The Bean Boot was initially called the Maine Hunting Shoe. It has quietly been a utilitarian mainstay of L.L. Bean’s product lineup for the last 100 years. In the early 2000s, those quiet sales would change. Students at elite prep schools started to pick up the Bean Boots as required parts to their wardrobe. Other brands noticed the duck boot craze and jumped on board.
Don’t be fooled by the imitation duck boots, though. Quality doesn’t come cheap. Other brands may last a year, but quality brands like L.L. Bean expect shoes to last generations. Bean once said, “I do not consider a sale complete until goods are worn out, and a customer is still satisfied.”
We’ve rounded up some of the best duck boot brands. Of course, we will lead with the original Bean Boots.
L.L. Bean Tumbled-Leather Bean Boots
The original 8-inch Bean Boot dates back to 1911 one year before the founding of L.L. Bean. Of course, after a hundred years, they have developed versions with Gore-Tex, Thinsulate insulation, Primaloft insulation, or shearling lining. Our favorite has a tumbled-leather upper for a more supple feel with the traditional waterproof rubber bottoms.
The soft padded collar on the back updates the comfort but keeps the functional features. The triple stitching that connects leather to rubber that started back in 1911 is still there. The signature chain-tread bottom is good for traction and has also stood the test of time.
Most companies would ship such a popular model to be made offshore, but L.L. Bean has steadfastly stuck to its brand and still makes the Bean Boots by hand in Maine. The fit on these Bean Boots runs large, so size down 1-2 sizes from your standard shoe size.
Sperry Cold Bay Duck Boot
What started as an experiment in grip on the wet decks of sailboats, Sperry has grown to be a global brand in many different footwear styles. Their classic look carries over to their version of the duck boot, the Cold Bay.
Sperry duck boots have stain and water-resistant full-grain leather uppers attached to a lightweight and durable EVA shell on the bottom. They come fully lined with 200 grams of Thinsulate insulation for extra warmth. And, of course, the signature super-grippy, razor-cut, non-marking Sperry sole is ready for sailing or any other terrible condition you want to throw at it.
Kamik Yukon 5
Kamik was founded in 1898 and used natural rubber in its boots until 1982. Always striving to reduce their environmental impact, they phased out natural rubber in favor of RubberHe, a synthetic alternative that is 100% recycled and 100% recyclable.
The Yukon 5 boot from Kamik features the lighter RubberHe sole with large, grippy lugs, a moisture-wicking liner, and waterproof leather upper. Two hundred grams of Thinsulate insulation keeps your toes warm. The removable felt liner is made from at least three recycled plastic water bottles.
Years later, once the boots are completely worn out, just call Kamik. The brand will mail you a pre-paid label to return the boots so they can fully recycle them. If you're in between sizes, think about sizing up for the Yukons.

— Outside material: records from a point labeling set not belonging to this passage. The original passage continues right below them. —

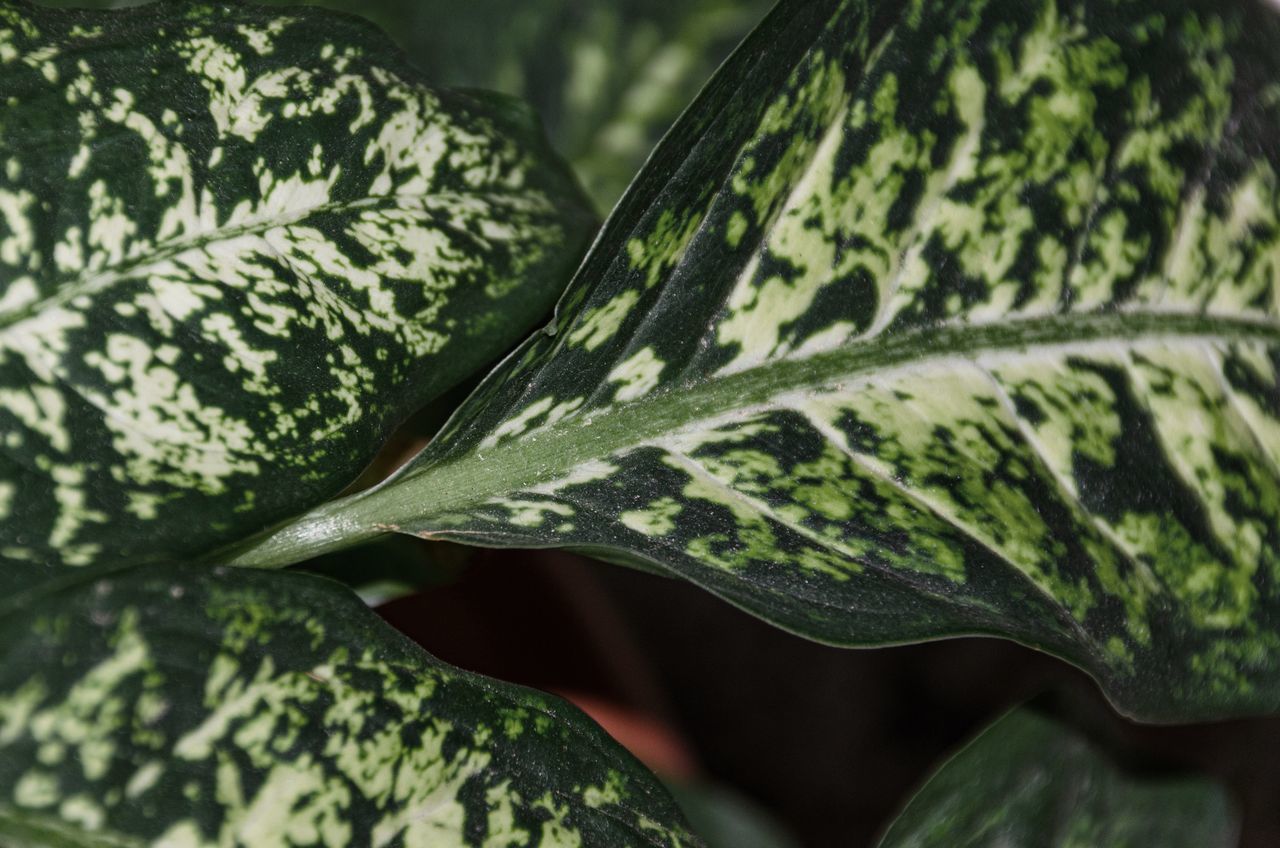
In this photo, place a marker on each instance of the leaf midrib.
(443, 483)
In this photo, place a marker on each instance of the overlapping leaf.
(1029, 782)
(928, 318)
(608, 76)
(187, 706)
(236, 247)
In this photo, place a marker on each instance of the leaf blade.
(967, 323)
(237, 260)
(179, 702)
(1029, 780)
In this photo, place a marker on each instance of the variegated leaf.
(182, 706)
(608, 76)
(927, 319)
(1029, 782)
(236, 247)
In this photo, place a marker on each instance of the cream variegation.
(1027, 780)
(237, 246)
(927, 319)
(187, 706)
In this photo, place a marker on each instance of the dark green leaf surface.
(236, 247)
(928, 319)
(1029, 782)
(186, 706)
(607, 76)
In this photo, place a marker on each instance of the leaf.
(1028, 782)
(927, 319)
(608, 76)
(237, 246)
(726, 820)
(181, 705)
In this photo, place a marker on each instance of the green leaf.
(1029, 782)
(608, 76)
(927, 319)
(237, 246)
(187, 706)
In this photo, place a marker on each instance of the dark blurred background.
(831, 742)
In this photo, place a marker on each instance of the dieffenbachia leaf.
(607, 76)
(238, 245)
(1029, 782)
(927, 319)
(186, 706)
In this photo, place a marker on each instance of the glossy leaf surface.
(1029, 782)
(186, 706)
(927, 319)
(237, 246)
(608, 77)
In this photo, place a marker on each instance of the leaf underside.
(187, 706)
(927, 319)
(1029, 782)
(237, 246)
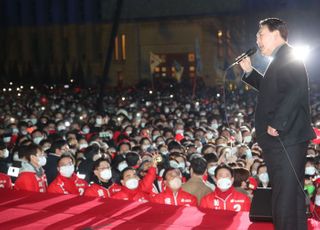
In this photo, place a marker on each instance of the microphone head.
(251, 51)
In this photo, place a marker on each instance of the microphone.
(249, 53)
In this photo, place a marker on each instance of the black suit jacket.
(283, 100)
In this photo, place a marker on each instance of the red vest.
(64, 185)
(29, 181)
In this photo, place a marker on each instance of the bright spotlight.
(301, 52)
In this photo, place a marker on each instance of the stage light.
(301, 52)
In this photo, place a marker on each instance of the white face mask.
(132, 183)
(85, 130)
(182, 165)
(310, 170)
(99, 121)
(83, 146)
(106, 174)
(42, 160)
(67, 170)
(214, 126)
(122, 166)
(264, 177)
(5, 153)
(247, 139)
(174, 164)
(6, 139)
(211, 170)
(224, 184)
(37, 140)
(175, 184)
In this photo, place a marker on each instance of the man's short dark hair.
(223, 166)
(124, 171)
(276, 24)
(132, 158)
(199, 165)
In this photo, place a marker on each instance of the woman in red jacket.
(225, 197)
(32, 176)
(102, 184)
(67, 181)
(135, 189)
(173, 194)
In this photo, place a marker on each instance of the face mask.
(211, 170)
(224, 184)
(132, 183)
(214, 126)
(85, 130)
(179, 131)
(310, 170)
(99, 121)
(175, 184)
(6, 139)
(181, 165)
(122, 166)
(174, 164)
(164, 152)
(23, 132)
(42, 160)
(264, 177)
(37, 140)
(199, 149)
(5, 153)
(209, 136)
(129, 132)
(15, 130)
(83, 146)
(145, 147)
(106, 174)
(67, 170)
(33, 121)
(247, 139)
(61, 128)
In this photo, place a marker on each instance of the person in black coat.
(282, 121)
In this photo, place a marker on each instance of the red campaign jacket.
(29, 181)
(64, 185)
(96, 190)
(146, 184)
(132, 195)
(228, 200)
(180, 198)
(5, 181)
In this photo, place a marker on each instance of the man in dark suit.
(282, 122)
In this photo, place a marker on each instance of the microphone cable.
(315, 214)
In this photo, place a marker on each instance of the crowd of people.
(163, 146)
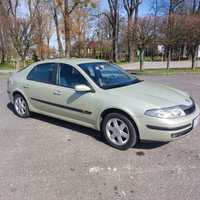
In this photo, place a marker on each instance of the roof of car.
(75, 61)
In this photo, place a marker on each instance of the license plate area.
(196, 121)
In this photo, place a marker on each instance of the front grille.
(190, 110)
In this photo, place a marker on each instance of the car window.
(70, 76)
(107, 75)
(45, 73)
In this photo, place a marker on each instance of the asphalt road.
(46, 159)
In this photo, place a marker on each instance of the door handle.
(26, 86)
(57, 92)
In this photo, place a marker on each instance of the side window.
(70, 77)
(45, 73)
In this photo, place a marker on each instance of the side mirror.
(82, 88)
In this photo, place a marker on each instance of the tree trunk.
(60, 47)
(115, 45)
(168, 57)
(67, 29)
(141, 59)
(194, 56)
(131, 52)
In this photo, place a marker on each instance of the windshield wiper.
(122, 85)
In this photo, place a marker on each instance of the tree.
(192, 36)
(55, 11)
(131, 7)
(21, 29)
(144, 35)
(67, 8)
(173, 5)
(113, 18)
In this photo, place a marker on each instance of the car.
(101, 95)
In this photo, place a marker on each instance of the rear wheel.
(119, 131)
(20, 106)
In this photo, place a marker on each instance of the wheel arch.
(20, 93)
(117, 110)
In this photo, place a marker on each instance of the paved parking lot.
(46, 159)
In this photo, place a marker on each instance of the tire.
(116, 125)
(21, 108)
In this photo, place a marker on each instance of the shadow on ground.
(143, 145)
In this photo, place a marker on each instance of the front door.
(71, 104)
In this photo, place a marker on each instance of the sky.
(143, 10)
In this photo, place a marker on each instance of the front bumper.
(151, 128)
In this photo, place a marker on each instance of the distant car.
(102, 96)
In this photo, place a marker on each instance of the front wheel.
(21, 107)
(119, 131)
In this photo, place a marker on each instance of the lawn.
(171, 71)
(6, 66)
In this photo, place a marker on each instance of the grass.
(172, 71)
(6, 66)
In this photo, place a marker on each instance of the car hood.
(152, 94)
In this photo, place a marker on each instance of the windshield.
(107, 75)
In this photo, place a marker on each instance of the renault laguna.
(102, 96)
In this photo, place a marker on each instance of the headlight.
(166, 113)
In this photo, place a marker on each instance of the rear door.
(41, 87)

Eddie Bauer Hunt Pac 6 inch
The Hunt Pac 6 inch is the ankle-high version of Eddie Bauer’s first Hunt Pac boot, which was introduced to the company's line in the 1960s. With a waterproof, seam-sealed leather upper and 200 grams of ThermaFill polyester insulation, they’re great for light snow and rain — the perfect boot for the generally cold and wet conditions found in the Pacific Northwest during winter.
The gusseted tongue is connected to the rest of the boot and keeps water and dirt out. The rustproof hardware and vulcanized rubber sole are perfect for the wet, slushy conditions that these sturdy duck boots were designed to handle.
Sorel Caribou Wool Boot
If there’s something Sorel knows well, it’s winter boots. The company invented the Pac boot style with a waterproof bottom and tall laced upper with a felt liner inside. Perfect for shoveling the driveway or getting around in deep snow.

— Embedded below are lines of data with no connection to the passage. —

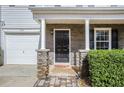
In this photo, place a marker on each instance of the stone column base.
(42, 63)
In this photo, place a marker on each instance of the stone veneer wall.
(78, 37)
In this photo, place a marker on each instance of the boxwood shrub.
(106, 68)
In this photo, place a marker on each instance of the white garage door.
(21, 49)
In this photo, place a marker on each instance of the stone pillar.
(42, 63)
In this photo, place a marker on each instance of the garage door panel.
(21, 49)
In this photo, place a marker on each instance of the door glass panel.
(61, 46)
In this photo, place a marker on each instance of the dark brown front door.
(62, 46)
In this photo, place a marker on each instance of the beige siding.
(77, 39)
(18, 17)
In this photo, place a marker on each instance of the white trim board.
(107, 29)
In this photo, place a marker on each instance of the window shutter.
(91, 39)
(114, 39)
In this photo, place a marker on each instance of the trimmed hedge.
(106, 68)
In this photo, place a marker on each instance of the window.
(102, 38)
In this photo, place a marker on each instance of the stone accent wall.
(78, 38)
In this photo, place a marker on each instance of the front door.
(62, 46)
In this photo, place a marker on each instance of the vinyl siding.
(18, 17)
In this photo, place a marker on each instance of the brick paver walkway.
(57, 81)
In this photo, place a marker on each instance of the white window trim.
(109, 29)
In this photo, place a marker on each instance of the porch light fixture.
(51, 32)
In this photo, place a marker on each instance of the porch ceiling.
(77, 21)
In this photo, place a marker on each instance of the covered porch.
(82, 29)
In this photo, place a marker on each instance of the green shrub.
(106, 68)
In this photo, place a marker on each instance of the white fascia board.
(70, 10)
(79, 16)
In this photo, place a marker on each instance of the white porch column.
(87, 44)
(43, 34)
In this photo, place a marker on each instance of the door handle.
(23, 51)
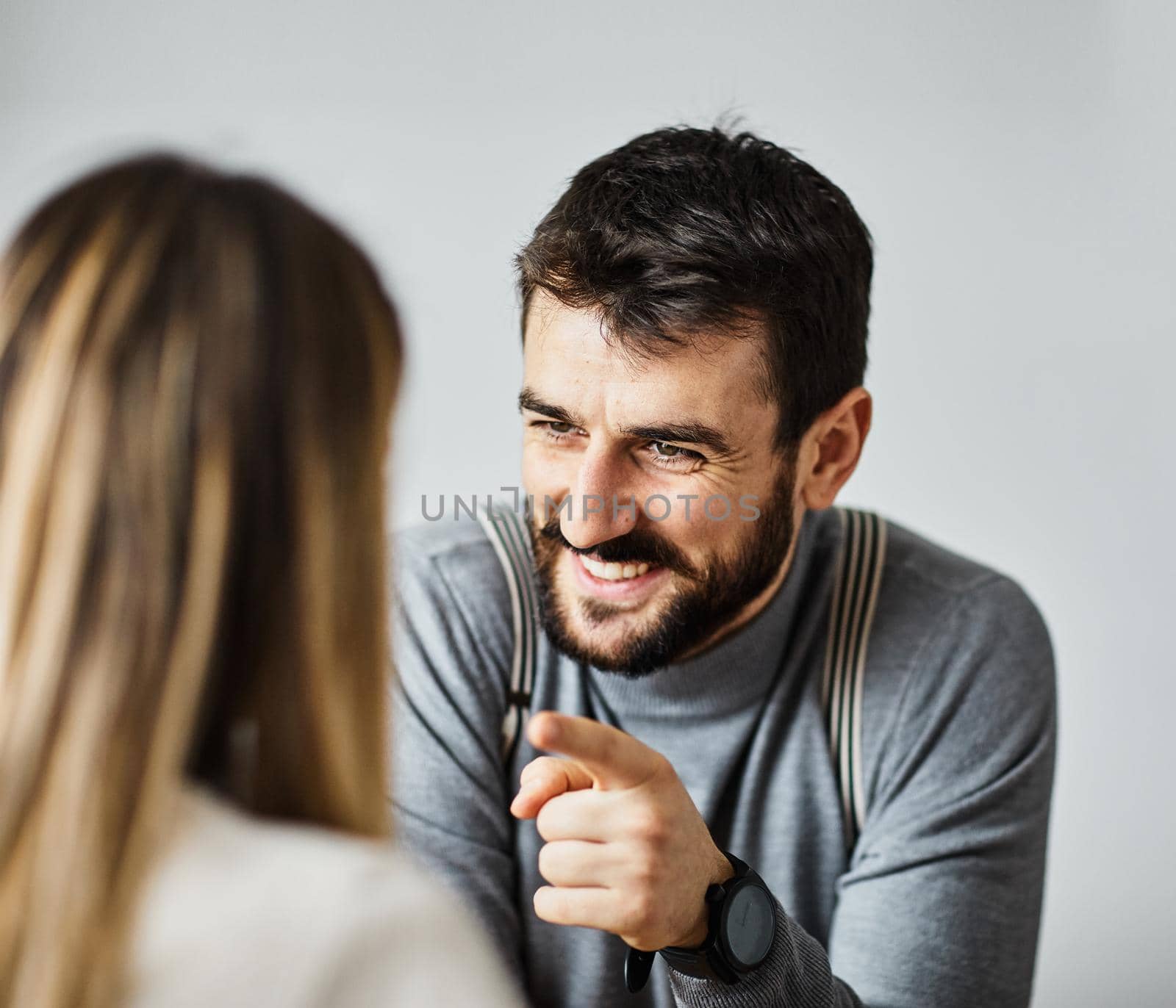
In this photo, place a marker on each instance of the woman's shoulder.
(248, 911)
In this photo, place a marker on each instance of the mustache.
(639, 547)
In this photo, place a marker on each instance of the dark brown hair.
(685, 231)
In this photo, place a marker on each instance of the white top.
(247, 912)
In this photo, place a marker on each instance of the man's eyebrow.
(689, 431)
(529, 400)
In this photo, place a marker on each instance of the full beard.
(703, 602)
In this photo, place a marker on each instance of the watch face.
(750, 925)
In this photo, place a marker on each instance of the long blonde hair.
(197, 374)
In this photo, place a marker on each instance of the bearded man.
(801, 752)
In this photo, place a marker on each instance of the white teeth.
(614, 571)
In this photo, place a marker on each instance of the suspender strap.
(509, 535)
(850, 617)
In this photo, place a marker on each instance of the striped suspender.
(509, 537)
(850, 616)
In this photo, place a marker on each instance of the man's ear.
(831, 449)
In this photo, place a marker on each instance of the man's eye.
(673, 456)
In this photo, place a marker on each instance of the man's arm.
(942, 899)
(450, 791)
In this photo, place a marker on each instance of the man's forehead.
(568, 349)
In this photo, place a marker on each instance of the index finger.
(613, 758)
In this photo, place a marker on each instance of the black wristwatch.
(740, 929)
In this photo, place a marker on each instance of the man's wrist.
(721, 872)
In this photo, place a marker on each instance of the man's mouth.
(617, 582)
(614, 571)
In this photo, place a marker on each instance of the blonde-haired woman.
(197, 374)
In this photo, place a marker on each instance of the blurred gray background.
(1014, 161)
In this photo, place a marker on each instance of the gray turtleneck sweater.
(938, 904)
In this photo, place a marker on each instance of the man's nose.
(603, 503)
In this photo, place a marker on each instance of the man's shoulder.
(451, 556)
(452, 603)
(929, 580)
(954, 624)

The Sorel Caribou Wool Boot is a cross between a duck boot and a Pac boot. Totally waterproof and seam sealed, the Caribou has no issues with wet sloppy snow or rain. This version of the Caribou has a removable wool liner inside. Sorel rates this one down to -40 F, plenty to keep you warm in the dead of winter. The soft rubber grips well on ice and is designed to never load with snow.
Nautica Duck Boot
One of the more budget-friendly duck boots on our list, the Nautica Duck Boot has all of the features of a classic duck boot at a price just over $50. These boots are designed with a waterproof shell for all weather conditions and will keep rain and snow out while allowing your feet to stay warm, thanks to the boot's fleece lining.

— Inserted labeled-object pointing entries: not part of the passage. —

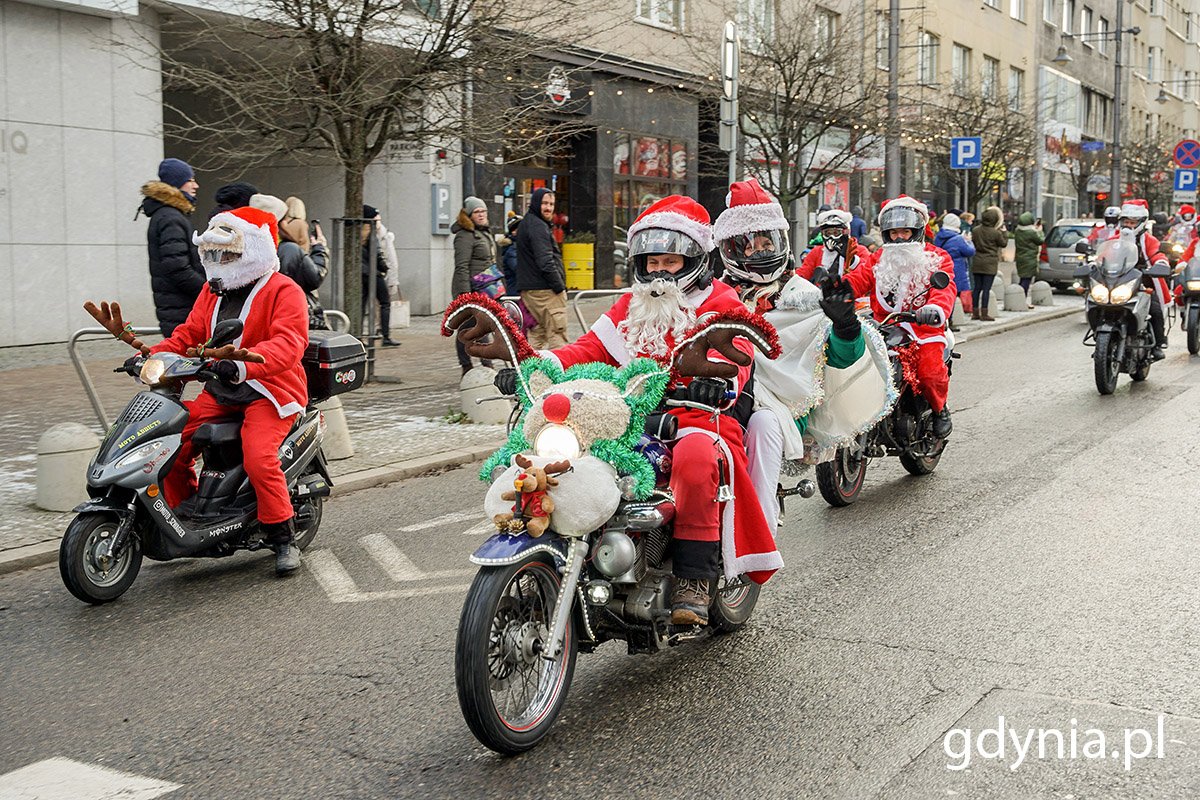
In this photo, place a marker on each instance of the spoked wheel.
(88, 571)
(1105, 364)
(509, 693)
(841, 479)
(733, 601)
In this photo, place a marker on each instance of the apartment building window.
(756, 23)
(990, 77)
(1015, 89)
(960, 66)
(667, 13)
(927, 72)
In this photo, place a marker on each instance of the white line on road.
(61, 779)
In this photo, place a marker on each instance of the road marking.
(61, 779)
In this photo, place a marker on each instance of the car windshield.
(1067, 235)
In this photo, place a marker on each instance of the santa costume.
(898, 278)
(239, 257)
(708, 452)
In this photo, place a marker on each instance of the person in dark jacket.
(232, 196)
(175, 274)
(540, 272)
(474, 251)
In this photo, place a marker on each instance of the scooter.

The soles are designed to give you grip in slippery conditions. These boots do tend to run on the smaller side, so if you're planning to wear thick socks, take that into account and order a half size larger than you normally wear.
Whether you are trudging through the cold, wet woods in search of your hunt, or facing the bitter snow and ice in the darker winter months, one of these selections will be perfect for you.